Wednesday, May 2, 2012

Mistake

1st of May. Is a date where many things that impacted my life happened.

1st May 1955. My daddy's birthday.
1st May 1997. My first P day.
1st may 2005. My first heart-broken day because of that not-so-worth-afterall, Archie
1st May 2012. Second heart breaking day of my life, for someone that i think worth a lifetime, Vince.

Having him left after our last encounter together was crying together, i started the day yesterday with breakie with my Sandakan Family. Went to Aunty's shop so that to ignore WORK and dinner with Sandakan Family before heading to Balin, the place where we spent the last night together this time with vince, in the same piece of dress.

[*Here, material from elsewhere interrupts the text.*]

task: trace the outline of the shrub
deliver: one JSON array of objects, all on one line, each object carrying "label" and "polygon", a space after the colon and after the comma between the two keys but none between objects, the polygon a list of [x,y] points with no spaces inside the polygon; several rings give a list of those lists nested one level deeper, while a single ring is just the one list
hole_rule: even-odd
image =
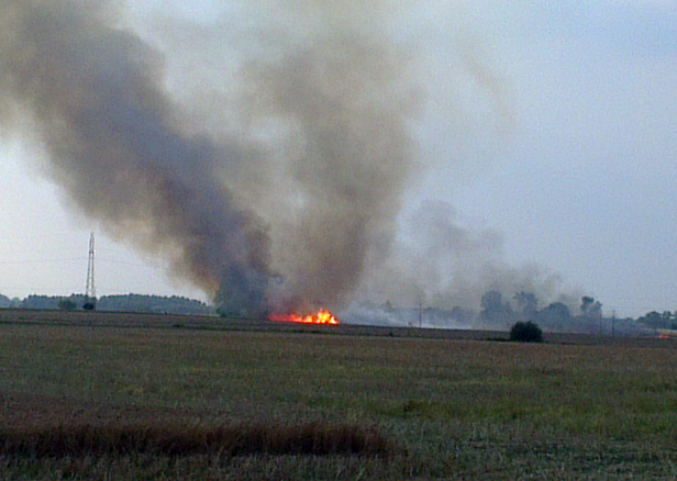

Wanting to recall the last night together, i would say, a long lost true friend (means we seldom contact but do appreciate each other), Which i Rmb gave him a name (i blogged bout him previous, but couldnt remember what name ive given).. erm.. let's name him, Mr. Incredible (something we have in common). He shared with me a silly small mistake he made, that almost instantly, he come back to his senses doing the right thing. Somehow, the silly mistake he made, do make me wonder, "Does the same thing actually happen to me, and i become ignorant about it?"

Everyone made mistake. Some say mistake just show how foolish you were that time. Some say mistake kills. Some say mistake improves self. In short, it meant something to anyone.

Mr Incredible was pretty happy after the chat (hope he does, not to just make me fill "hey, im not that bad afterall!") but instantly turned abit wishy washy when i bombarded him with questions, which in the end, no definite conclusion is made.

Yes, Ive made a mistake on why I did not took the courage on that spot, but instead let senses made me regret afterwards? In the end, the conclusion we made, probably it wasnt the best thing would happen later, but , on that particular spot, if you have taken the courage to do what you feel makes you happier, perhaps, you wont be sulking now because of regreting it.

Maybe all these while with Vince, i was all covered up with senses, wasnt daring enough like i used to be. Probably im afraid ill be hurt again or fear i might hurt Vince on the other hand if i have been too persuasive, more to like a puppy begging for bones.

Perhaps, is time to really do something without caring much what happens in the end.

And maybe, that will give more colours to my life after loosing one great colour now?